WELL ROUNDED: INTERDISCIPLINARY PRACTICE
OF CONTEMPORARY CRAFT IN PRINTMAking

Ludden-Hand Panel

FRIDAY MARCH 20, 12:00-1:30PM
KNOXVILLE CONVENTION CENTER, BALLROOM ABC

Session Chairs: Ashton Ludden and Amy Hand, independent artists, Knoxville, Tennessee, USA

Email: SGC2015WellRounded@gmail.com

This panel initiates a conversation on the shared elements of practice between traditional craft mediums such as printmaking, bookmaking, ceramics, glass, fibers/textiles, wood, and metals/jewelry and the outcomes of integrating these mediums. What are the current and future prospects of craft integration? Many of these craft mediums prospered in factories with a purpose of commercialism and thus have an inherited quality of reproducibility. They primarily use matrices, casts, molds, stencils, patterns, or simply a practiced muscle-memory in order to create multiples. With crafts’ shared historical role as functional objects and mass production, these mediums have struggled to be seen as high or fine art. How has the need for craftsmanship subsided with machinery and new technology? In the contemporary world of concept, has the practice of craft been superseded by the idea of the artist or has the artist revolutionized craft? Unique to these craft mediums is their sense of community. Within their historical settings of guilds or factories, these mediums are typically created with many workers requiring a team effort. Many contemporary craft mediums still necessitate the aid of other artists to create work or a communal space with shared equipment. When different craft communities begin to integrate, in what way do they influence each other?

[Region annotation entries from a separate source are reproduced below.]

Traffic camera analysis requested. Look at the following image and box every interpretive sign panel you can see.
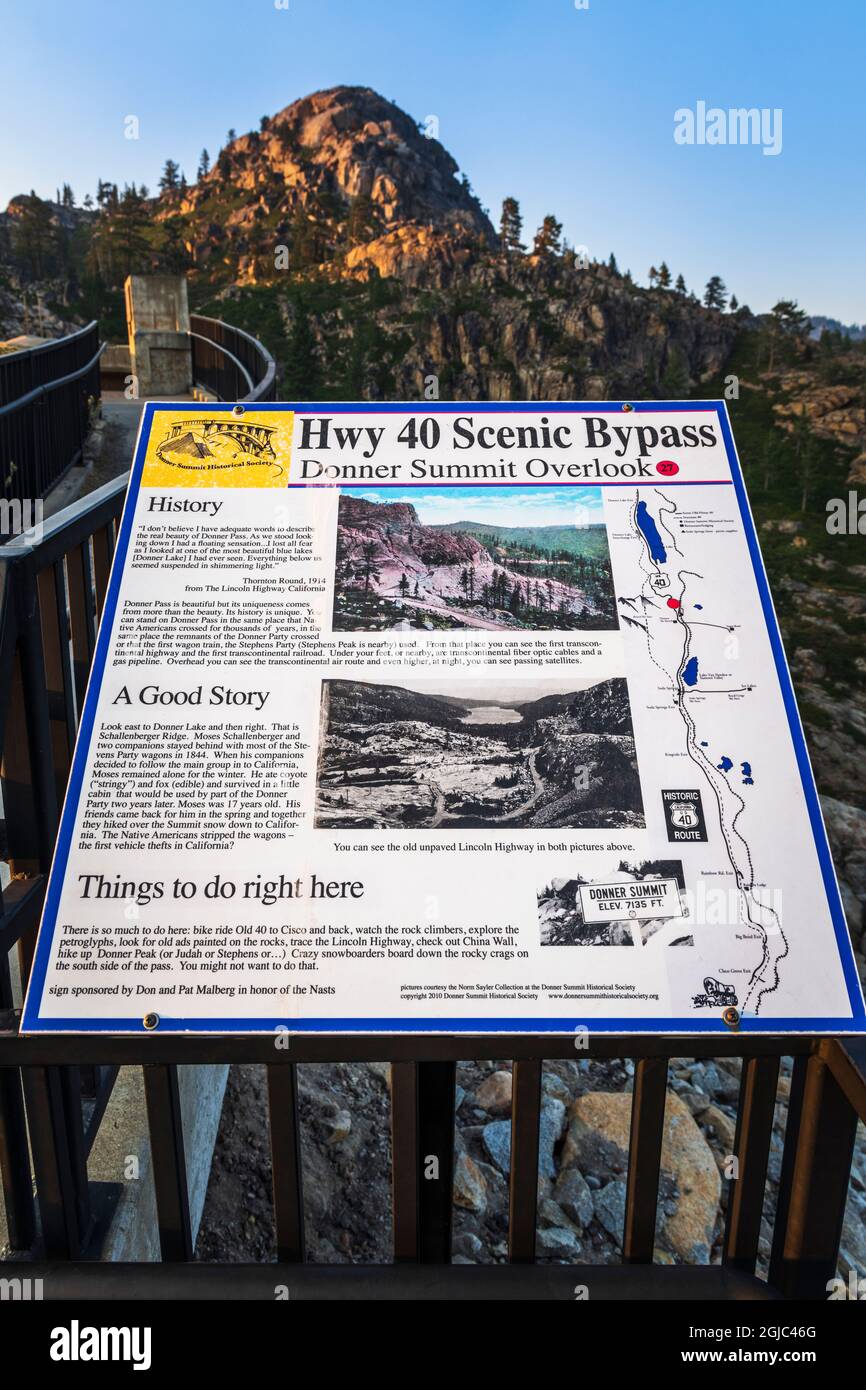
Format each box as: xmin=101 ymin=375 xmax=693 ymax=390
xmin=24 ymin=402 xmax=865 ymax=1033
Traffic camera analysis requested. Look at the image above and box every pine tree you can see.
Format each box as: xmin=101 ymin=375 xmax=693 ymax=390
xmin=14 ymin=189 xmax=57 ymax=279
xmin=160 ymin=160 xmax=181 ymax=193
xmin=703 ymin=275 xmax=727 ymax=310
xmin=532 ymin=213 xmax=563 ymax=256
xmin=499 ymin=197 xmax=525 ymax=256
xmin=282 ymin=297 xmax=318 ymax=400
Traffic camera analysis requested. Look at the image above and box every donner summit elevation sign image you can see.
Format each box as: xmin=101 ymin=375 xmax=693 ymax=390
xmin=24 ymin=402 xmax=865 ymax=1034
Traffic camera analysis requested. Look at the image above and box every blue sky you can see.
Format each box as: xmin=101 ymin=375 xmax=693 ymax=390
xmin=0 ymin=0 xmax=866 ymax=321
xmin=348 ymin=487 xmax=605 ymax=525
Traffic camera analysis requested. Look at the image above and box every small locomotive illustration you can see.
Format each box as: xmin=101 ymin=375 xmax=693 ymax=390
xmin=692 ymin=974 xmax=737 ymax=1009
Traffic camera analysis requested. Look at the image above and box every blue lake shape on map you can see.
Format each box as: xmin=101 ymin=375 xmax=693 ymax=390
xmin=637 ymin=500 xmax=667 ymax=564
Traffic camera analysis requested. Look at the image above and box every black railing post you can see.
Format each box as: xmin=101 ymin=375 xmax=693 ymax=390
xmin=391 ymin=1062 xmax=456 ymax=1265
xmin=778 ymin=1056 xmax=858 ymax=1300
xmin=268 ymin=1062 xmax=304 ymax=1264
xmin=417 ymin=1062 xmax=457 ymax=1265
xmin=21 ymin=1066 xmax=85 ymax=1259
xmin=623 ymin=1056 xmax=667 ymax=1265
xmin=724 ymin=1056 xmax=778 ymax=1275
xmin=509 ymin=1058 xmax=541 ymax=1264
xmin=142 ymin=1062 xmax=193 ymax=1261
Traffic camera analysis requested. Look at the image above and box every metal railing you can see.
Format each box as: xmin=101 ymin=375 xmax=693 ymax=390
xmin=0 ymin=321 xmax=104 ymax=502
xmin=189 ymin=314 xmax=277 ymax=400
xmin=0 ymin=480 xmax=866 ymax=1300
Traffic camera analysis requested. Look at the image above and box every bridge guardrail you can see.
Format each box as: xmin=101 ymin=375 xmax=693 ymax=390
xmin=0 ymin=321 xmax=104 ymax=505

Presenter 1: Lara Henderson and Beth Brandon, AS220 Industries, Providence, Rhode Island, USA
Paper Title: AS220 Industries: A Maker Movement in Providence

AS220 Industries, located in downtown Providence, RI, provides affordable access to printmaking, photography, digital media, and digital fabrication equipment and education.  Combining these resources under one umbrella is a result of and a catalyst to collaboration and community building.  In partnership with The Steel Yard (metal and ceramics studio) and Keeseh Studios (woodworking studio), AS220Industries is a national model for what a maker community can and should be: a broad set of resources, and the coexistence of craft, concept, and commercial production.

Presenter 2: Andrew Raftery, Rhode Island School of Art and Design, Providence, Rhode Island, USA
Paper Title: From Staffordshire to Providence: A Transferware Project by Andrew Raftery

From the last quarter of the 18th century to the end of the 20th century, the potteries of Staffordshire in England produced massive amounts of prints ­ on clay. Andrew Raftery will present his research into historical transfer printed wares and his own recent work on a set of twelve transfer printed earthenware plates.

Presenter 3: Andrew Saftel, Pikeville, Tennessee, USA
Paper Title: Work in Mexico: from Prints to Tapestries

Saftel will present his work work in printmaking and its connections with his recent tapestries produced in Mexico. The tapestry project evolved using imagery initially created for a series of prints in woodcut, drypoint and collagraph. He will also discuss the different crafts produced in an area of central Mexico where he has spent part of each year doing studio work since 2009.